New thermodynamic assessment of nickel–tin solid and liquid alloys

Standard enthalpies of formation, ΔfH°(298.15), entropies, S  °(298.15), and molar heat capacities, Cp,m°(298.15), for a number of phases of Ni–Sn system have been estimated by graphical and analytical methods. The ΔfH°(298.15), S  °(298.15) and Cp,m°(298.15) values of a new metastable NiSn9 compound were found equal to −85.0 ± 5 kJ mol−1, 420.7 ± 5 J K−1 mol−1 and 228 J K−1 mol−1, respectively. New, reassessed value of ΔfH°(298.15) for metastable NiSn was obtained equal to −54.0 ± 4 kJ mol−1. The limiting partial enthalpies of Ni in solid Sn (H¯lim(Ni)=−3±1 kJ mol−1) and Sn in solid Ni (H¯lim(Sn)=−49±4 kJ mol−1) at 298.15 K were determined by graphical method. The calculated Cp,m°(298.15) values of NiSn and Ni3Sn4 are equal 45.1 J K−1 mol−1 and 160.3 J K−1 mol−1, respectively. Using different methods, the standard entropy values S°(298.15) (NiSn) = 71.7 ± 2 and S°(298.15) (Ni3Sn4) = 256.4 ± 5 J K−1 mol−1 were calculated.
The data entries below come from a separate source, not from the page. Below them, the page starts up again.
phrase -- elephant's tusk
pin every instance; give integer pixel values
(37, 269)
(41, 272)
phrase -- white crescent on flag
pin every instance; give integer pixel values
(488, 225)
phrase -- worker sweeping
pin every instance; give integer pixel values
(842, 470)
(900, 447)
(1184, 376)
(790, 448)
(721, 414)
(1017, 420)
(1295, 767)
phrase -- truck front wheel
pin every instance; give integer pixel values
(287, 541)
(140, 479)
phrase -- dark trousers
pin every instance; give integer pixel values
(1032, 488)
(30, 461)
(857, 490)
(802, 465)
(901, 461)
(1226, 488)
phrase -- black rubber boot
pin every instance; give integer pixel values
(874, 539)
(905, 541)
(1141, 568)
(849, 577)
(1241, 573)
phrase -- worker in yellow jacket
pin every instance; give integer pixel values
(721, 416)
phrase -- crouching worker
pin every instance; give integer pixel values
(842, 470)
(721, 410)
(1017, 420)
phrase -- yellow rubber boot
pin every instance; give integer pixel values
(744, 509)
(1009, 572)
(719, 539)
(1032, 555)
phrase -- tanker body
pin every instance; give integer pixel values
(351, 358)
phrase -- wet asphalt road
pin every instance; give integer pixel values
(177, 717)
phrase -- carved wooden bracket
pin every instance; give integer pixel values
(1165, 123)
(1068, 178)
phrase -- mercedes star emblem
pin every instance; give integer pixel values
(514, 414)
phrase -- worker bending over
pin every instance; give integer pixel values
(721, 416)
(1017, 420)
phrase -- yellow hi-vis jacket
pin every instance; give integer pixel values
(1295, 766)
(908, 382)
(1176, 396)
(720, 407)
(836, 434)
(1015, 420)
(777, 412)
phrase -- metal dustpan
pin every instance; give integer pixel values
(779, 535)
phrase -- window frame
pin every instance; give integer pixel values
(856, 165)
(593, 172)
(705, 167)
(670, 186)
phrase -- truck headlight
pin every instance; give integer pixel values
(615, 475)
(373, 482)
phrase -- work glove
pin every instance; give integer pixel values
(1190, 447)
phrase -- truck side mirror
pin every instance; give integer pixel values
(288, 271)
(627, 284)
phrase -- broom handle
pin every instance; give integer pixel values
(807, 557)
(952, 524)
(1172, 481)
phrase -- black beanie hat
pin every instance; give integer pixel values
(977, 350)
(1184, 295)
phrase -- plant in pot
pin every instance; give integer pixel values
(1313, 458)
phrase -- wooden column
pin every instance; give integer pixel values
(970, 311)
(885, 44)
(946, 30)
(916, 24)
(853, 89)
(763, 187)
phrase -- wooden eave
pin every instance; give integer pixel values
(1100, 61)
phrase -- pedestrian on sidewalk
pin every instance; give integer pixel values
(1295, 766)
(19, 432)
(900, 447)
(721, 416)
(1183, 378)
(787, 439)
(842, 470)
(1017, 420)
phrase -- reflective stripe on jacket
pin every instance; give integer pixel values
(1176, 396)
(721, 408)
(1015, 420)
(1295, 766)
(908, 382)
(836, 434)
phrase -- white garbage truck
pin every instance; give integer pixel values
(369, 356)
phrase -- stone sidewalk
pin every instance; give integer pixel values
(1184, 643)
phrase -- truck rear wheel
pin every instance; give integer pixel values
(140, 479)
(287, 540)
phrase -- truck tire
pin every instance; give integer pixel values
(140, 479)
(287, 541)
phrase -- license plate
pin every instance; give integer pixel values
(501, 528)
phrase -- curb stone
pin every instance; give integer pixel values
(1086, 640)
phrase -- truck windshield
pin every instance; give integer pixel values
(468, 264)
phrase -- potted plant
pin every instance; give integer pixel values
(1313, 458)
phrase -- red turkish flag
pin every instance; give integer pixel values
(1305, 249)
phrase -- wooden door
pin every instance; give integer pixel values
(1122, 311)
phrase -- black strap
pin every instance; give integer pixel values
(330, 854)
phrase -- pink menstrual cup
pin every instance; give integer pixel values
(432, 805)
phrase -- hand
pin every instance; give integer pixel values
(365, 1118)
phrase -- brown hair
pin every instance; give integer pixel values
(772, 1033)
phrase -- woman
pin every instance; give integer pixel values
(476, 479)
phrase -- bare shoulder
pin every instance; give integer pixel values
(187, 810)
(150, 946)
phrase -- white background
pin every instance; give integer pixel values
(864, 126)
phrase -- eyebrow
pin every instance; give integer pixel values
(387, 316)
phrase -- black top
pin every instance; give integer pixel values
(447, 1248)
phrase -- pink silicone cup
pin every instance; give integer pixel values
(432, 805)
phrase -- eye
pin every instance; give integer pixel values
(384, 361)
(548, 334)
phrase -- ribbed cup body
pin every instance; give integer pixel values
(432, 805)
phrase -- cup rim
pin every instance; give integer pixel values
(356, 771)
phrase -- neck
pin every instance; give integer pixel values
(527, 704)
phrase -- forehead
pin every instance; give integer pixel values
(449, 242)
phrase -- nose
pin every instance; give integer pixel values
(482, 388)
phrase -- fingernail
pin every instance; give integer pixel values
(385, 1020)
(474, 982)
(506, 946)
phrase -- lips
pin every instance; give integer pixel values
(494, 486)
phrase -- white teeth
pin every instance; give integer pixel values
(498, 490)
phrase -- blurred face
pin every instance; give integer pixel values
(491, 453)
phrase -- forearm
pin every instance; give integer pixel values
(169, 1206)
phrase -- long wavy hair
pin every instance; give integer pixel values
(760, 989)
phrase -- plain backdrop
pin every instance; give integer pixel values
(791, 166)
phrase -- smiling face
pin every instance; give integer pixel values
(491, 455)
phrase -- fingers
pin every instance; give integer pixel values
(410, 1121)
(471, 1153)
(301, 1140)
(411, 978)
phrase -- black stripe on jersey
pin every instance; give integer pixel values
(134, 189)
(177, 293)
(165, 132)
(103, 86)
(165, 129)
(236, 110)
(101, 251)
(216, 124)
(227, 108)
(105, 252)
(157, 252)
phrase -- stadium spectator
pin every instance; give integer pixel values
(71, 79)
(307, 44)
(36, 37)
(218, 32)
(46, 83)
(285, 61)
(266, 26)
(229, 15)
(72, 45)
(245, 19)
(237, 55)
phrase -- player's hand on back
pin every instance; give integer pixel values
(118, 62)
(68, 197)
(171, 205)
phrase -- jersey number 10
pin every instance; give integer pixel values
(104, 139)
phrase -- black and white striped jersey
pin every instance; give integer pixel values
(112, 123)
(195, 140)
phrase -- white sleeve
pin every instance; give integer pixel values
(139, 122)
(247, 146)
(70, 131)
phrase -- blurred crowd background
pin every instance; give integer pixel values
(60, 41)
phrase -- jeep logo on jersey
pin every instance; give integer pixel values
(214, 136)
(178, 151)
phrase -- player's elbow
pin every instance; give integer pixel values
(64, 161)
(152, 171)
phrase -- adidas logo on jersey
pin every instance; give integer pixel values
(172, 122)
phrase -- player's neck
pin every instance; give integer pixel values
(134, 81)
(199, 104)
It has been shown that the combined approach based on a modified quasi-chemical model and the Tsuboka–Katayama–Wilson's equations reproduce with good approximation the experimental data on the thermodynamic functions of mixing for liquid Ni–Sn alloys. This method takes into consideration the effects of the short range ordering and the temperature on the thermodynamic functions of mixing, and has the advantage that prior knowledge of experimental values of mixing quantities is not required. The extension of this approach to the binary systems, where volume effect is inherent, is motivated.